In diesem Moment löste Loretus seinen Frostblitz aus und es schien den Umstehenden, als würden die Flammen um den Dämon ein klein wenig dunkler erscheinen. Nun gesellte sich ein weiterer Frostblitz des Magiers hinzu und der Dämon öffnete seine Fratze zu einem lautlosen Schrei, der in der Zeitlinie, in der er gefangen war, ungehört verhallte. Unterdessen ging auch der Beschuss mit Pfeilen und Katapultgeschossen, die noch immer mit Weihwasser benetzt wurden, weiter, doch der Dämon schien nicht aufgeben zu wollen. Plötzlich loderten die Flammen wieder auf und schon begannen die ersten Ranken zu Asche zu zerfallen, als der Magier aufschrie und die Wirtin zur Erneuerung ihres Katalepsie-Zaubers anspornte. Während diese ihren Zauber wirkte, eilte der Magier zu Elessar und forderte diesen auf, alle Umstehenden zum Rückzug zu bewegen und sich aus der unmittelbaren Umgebung des Gegners zu entfernen, da er nur noch eine Möglichkeit sah, dem Titan den Garaus zu machen: er würde einen Eisregen auf diesen herab beschwören. Als der zweite Zeitzauber gewirkt war, taten alle wie geheißen und zogen sich zurück, so dass der Magier seine Beschwörung beginnen konnte.
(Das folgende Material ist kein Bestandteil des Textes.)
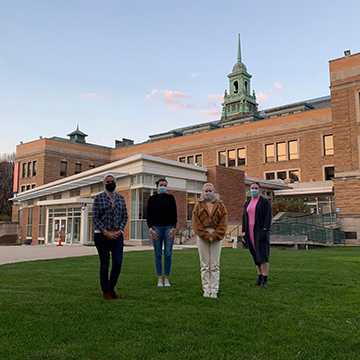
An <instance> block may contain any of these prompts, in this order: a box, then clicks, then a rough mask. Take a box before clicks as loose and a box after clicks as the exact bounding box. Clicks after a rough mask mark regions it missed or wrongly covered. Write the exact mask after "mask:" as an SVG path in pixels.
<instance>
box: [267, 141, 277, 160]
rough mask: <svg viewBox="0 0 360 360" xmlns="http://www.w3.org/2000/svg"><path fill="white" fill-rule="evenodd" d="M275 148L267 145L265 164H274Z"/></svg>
mask: <svg viewBox="0 0 360 360" xmlns="http://www.w3.org/2000/svg"><path fill="white" fill-rule="evenodd" d="M274 150H275V148H274V144H266V145H265V162H274V161H275V151H274Z"/></svg>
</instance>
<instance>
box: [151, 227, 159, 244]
mask: <svg viewBox="0 0 360 360" xmlns="http://www.w3.org/2000/svg"><path fill="white" fill-rule="evenodd" d="M149 231H150V236H151V238H152V239H153V240H154V241H158V240H159V237H158V234H157V233H156V232H155V231H154V230H153V229H152V228H150V229H149Z"/></svg>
Dunkle Wolken zogen sich am Himmel über dem Titan zusammen und Blitze begannen unter Donnergrollen aus ihnen hervor zu zucken. Die Umstehenden bemerkten, wie die Temperatur in der unmittelbaren Umgebung zu sinken begann, als würde jetzt und hier der Winter einbrechen. Dann riss die künstlich geschaffene Wolkendecke auf und die ersten Niederschläge setzten ein, erst waren es nur erbsengroße Eisklümpchen, die jedoch rasend schnell anwuchsen, bis sie eine Größe von Taubeneiern erreichten. Die Eisklumpen hatten eine verheerende Wirkung auf alles, was sie trafen und auch der Dämon blieb nicht unbetroffen. Er wand sich in seinen Fesseln und schrie - noch immer ungehört von den Anwesenden - vor der Höllenqual, die ihm die alles durchdringende Kälte verursachte. Die lodernden Flammen gingen immer weiter zurück, bis sie schließlich ganz erstarben und die durchscheinende Haut wurde sichtbar spröde, während sie sich abkühlte und das Blut immer träger floss. Langsam wandelte das kräftige Rot sich über ein blasses Orange zu reinem Weiß und die Bewegungen des Titans wurden erst langsamer und erstarben dann ganz. Nach kurzer Zeit schien es den Anwesenden, als stünde eine aus weißem Marmor gearbeitete Skulptur, die an eine Kreatur aus einem Albtraum erinnerte, vor ihnen.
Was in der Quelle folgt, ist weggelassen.